Ces actions, associées à des déplacements forcés à grande échelle, reflètent un plan politique et militaire délibéré et coordonné visant à dépeupler la bande de Gaza.
Les forces israéliennes ont émis au moins 35 ordres d’évacuation dans la bande de Gaza depuis janvier de cette année, touchant plus d’un million de personnes.
Ces ordres aggravent les dommages causés par ceux émis avant janvier, qui avaient déjà entraîné le déplacement d’une grande partie de la population.
Israël intensifie désormais ses efforts pour confiner les habitants dans une zone étroite le long de la côte sud, ce qui semble être un prélude à leur expulsion de la bande de Gaza, conformément au « plan Trump » récemment adopté par Netanyahou comme condition à la fin des opérations militaires dans l’enclave.

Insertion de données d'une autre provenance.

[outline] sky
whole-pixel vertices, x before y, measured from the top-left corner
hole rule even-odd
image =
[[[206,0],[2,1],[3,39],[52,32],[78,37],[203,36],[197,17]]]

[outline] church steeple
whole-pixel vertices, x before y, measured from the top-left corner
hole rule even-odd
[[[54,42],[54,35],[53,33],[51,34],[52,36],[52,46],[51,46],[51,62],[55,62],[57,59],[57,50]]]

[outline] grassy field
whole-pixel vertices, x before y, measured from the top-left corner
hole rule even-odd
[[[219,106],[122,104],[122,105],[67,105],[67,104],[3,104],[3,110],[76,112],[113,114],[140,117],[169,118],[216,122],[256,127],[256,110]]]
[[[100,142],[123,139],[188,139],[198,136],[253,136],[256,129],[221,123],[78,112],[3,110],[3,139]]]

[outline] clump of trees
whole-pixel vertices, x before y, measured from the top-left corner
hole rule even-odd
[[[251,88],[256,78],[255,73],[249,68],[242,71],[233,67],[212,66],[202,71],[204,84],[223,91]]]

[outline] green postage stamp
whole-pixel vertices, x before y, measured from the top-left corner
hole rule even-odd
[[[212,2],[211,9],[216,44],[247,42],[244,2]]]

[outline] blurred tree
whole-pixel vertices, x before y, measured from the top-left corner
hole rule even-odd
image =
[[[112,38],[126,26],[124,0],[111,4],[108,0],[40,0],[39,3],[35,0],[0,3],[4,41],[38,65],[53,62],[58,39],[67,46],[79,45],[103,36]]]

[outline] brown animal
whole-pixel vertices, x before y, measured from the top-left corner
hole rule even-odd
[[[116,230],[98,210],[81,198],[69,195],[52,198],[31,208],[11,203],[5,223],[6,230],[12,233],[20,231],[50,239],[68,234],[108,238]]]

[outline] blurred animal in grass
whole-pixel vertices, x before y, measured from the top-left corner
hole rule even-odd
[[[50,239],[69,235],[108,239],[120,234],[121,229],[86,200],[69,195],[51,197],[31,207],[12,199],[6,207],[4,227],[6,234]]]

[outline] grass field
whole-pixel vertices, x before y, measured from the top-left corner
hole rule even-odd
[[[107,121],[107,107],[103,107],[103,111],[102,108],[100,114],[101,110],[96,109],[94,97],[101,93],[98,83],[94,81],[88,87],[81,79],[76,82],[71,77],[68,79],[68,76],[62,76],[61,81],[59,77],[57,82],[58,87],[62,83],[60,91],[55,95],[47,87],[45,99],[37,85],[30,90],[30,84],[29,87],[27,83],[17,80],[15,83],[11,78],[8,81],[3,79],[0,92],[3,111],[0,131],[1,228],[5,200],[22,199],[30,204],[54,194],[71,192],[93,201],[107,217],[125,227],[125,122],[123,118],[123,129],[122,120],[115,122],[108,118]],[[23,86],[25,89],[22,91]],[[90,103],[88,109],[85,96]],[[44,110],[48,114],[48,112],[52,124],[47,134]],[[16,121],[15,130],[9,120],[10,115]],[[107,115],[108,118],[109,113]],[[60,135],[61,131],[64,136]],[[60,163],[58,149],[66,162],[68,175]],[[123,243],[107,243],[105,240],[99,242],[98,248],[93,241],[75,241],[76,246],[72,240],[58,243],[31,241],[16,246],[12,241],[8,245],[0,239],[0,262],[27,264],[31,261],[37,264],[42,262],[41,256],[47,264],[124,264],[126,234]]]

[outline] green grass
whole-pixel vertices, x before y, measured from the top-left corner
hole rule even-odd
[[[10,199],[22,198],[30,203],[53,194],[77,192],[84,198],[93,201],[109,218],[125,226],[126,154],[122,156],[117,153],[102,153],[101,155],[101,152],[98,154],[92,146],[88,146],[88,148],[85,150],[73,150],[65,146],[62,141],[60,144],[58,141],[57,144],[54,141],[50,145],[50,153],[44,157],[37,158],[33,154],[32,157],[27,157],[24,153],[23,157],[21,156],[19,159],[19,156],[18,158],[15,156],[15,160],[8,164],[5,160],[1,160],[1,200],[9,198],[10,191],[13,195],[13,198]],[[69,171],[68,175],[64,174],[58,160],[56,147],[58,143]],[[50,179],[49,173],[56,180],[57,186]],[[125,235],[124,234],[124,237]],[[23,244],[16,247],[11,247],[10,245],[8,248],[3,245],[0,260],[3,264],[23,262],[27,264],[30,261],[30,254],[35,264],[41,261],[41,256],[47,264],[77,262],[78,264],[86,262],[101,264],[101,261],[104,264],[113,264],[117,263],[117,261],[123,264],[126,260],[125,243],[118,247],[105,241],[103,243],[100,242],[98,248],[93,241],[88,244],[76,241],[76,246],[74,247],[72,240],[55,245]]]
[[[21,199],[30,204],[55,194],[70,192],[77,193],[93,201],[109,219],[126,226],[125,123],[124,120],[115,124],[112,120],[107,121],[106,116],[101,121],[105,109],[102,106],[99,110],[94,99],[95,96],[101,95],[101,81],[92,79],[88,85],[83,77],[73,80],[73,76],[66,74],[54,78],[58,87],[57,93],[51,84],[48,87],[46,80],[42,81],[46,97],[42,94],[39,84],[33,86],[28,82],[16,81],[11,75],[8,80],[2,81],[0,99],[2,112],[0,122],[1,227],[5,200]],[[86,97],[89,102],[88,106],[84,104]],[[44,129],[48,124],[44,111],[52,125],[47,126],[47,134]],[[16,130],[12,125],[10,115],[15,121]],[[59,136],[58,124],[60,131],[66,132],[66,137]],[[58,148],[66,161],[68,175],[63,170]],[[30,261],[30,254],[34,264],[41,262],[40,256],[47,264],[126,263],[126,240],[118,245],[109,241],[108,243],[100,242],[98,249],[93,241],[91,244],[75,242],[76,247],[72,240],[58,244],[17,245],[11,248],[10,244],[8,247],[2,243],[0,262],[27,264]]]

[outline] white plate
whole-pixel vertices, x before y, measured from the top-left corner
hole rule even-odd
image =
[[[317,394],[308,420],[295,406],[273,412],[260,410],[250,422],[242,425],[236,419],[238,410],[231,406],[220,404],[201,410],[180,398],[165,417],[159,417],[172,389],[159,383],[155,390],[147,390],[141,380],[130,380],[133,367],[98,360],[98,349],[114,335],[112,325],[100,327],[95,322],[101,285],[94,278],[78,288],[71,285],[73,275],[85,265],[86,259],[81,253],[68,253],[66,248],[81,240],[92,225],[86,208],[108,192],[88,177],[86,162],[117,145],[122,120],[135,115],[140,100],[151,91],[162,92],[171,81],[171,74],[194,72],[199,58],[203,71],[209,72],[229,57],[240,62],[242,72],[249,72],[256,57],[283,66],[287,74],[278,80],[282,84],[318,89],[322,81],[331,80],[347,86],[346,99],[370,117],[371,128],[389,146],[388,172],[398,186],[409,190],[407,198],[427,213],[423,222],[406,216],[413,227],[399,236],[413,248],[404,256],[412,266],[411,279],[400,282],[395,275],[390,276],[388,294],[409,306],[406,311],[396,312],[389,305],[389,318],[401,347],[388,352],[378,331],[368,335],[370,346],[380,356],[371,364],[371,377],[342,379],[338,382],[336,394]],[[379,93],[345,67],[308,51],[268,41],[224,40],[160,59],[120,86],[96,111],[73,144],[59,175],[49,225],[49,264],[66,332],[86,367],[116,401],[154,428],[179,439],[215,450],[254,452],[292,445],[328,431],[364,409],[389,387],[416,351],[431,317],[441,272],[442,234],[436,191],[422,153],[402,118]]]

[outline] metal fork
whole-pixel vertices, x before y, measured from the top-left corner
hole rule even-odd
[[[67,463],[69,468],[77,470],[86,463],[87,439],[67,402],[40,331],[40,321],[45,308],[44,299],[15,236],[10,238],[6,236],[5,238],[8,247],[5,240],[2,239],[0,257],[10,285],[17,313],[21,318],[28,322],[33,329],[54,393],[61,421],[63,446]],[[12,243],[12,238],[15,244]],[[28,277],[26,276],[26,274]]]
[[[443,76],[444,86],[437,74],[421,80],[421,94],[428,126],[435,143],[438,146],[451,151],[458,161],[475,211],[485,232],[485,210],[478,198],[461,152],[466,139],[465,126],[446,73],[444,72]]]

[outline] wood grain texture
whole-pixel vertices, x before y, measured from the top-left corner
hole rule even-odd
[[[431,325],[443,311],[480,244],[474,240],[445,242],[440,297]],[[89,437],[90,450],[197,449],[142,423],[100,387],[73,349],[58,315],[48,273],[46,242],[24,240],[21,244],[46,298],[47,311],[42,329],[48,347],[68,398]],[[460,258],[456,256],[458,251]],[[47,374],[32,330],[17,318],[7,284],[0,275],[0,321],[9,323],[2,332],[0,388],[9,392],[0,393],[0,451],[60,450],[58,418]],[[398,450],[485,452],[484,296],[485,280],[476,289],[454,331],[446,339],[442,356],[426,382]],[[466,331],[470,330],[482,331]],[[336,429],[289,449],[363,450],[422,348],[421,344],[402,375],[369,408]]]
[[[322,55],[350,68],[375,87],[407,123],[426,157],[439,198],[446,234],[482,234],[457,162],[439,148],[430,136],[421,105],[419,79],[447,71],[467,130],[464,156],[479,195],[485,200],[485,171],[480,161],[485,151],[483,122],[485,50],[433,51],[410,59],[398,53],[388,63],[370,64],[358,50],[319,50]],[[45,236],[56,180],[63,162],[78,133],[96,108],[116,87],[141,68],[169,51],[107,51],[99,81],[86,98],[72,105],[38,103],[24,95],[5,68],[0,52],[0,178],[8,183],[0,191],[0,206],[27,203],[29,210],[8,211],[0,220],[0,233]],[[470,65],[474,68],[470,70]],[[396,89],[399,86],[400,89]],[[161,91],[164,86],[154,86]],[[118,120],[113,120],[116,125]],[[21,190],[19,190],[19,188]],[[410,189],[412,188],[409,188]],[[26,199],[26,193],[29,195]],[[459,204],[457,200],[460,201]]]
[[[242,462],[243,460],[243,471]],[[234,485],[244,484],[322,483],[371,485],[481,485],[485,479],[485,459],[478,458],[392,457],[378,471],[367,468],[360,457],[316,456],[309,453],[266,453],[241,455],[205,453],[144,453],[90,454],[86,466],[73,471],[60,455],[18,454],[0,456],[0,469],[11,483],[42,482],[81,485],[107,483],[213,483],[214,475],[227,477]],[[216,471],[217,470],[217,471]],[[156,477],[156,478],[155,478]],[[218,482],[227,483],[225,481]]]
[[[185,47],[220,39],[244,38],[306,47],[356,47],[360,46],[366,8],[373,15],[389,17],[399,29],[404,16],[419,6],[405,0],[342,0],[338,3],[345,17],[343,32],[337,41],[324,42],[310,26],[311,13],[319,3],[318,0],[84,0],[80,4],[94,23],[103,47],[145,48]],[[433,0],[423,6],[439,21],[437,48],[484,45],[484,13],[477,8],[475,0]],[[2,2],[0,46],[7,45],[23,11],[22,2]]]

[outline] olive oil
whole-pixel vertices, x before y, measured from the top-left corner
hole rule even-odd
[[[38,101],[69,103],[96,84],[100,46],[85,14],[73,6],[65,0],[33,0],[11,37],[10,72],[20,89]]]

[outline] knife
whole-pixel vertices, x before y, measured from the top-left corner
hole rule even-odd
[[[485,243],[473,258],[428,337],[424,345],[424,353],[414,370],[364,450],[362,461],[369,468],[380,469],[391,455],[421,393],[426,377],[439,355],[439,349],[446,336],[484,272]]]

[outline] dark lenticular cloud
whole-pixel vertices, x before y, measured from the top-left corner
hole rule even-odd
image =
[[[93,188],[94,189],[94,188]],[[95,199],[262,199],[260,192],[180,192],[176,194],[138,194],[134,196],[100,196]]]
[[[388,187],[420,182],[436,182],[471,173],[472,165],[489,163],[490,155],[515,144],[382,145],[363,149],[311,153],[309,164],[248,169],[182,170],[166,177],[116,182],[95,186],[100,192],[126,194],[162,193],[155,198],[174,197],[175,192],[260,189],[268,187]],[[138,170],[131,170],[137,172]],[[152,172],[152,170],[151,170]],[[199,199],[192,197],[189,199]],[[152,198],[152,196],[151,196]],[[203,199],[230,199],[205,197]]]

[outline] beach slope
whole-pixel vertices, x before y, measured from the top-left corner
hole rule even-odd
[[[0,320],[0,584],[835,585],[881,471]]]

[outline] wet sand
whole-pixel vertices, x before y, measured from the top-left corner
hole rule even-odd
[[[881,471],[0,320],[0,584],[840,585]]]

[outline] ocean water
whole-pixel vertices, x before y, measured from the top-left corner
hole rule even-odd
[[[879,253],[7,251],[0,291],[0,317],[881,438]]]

La dernière ordonnance, émise jeudi après-midi, ordonne à tous les habitants de Ghabin, Al-Shimaa, Fadous, Al-Manshiyya, Sheikh Zayed, Al-Salateen, al-Karama, du projet Beit Lahia, Al-Zohour, Tel al-Zaatar, Al-Nour, Abdel Rahman, Al-Nahda et du camp de réfugiés de Jabalia, dans le nord de Gaza, d’évacuer et de se diriger vers le sud.
Cette mesure fait suite à un ordre d’évacuation généralisé touchant la plupart des quartiers de la province de Khan Yunis, qui ordonne aux habitants de se diriger vers l’ouest, vers la région d’Al-Mawasi.
D’autres ordres ont également été émis pour des villes et des quartiers du nord de Gaza et de la ville de Gaza, enjoignant aux habitants de se diriger vers le sud.
Chacun de ces ordres a été émis sans aucune nécessité militaire ni même les prétextes habituels, tels que des tirs de roquettes depuis la zone.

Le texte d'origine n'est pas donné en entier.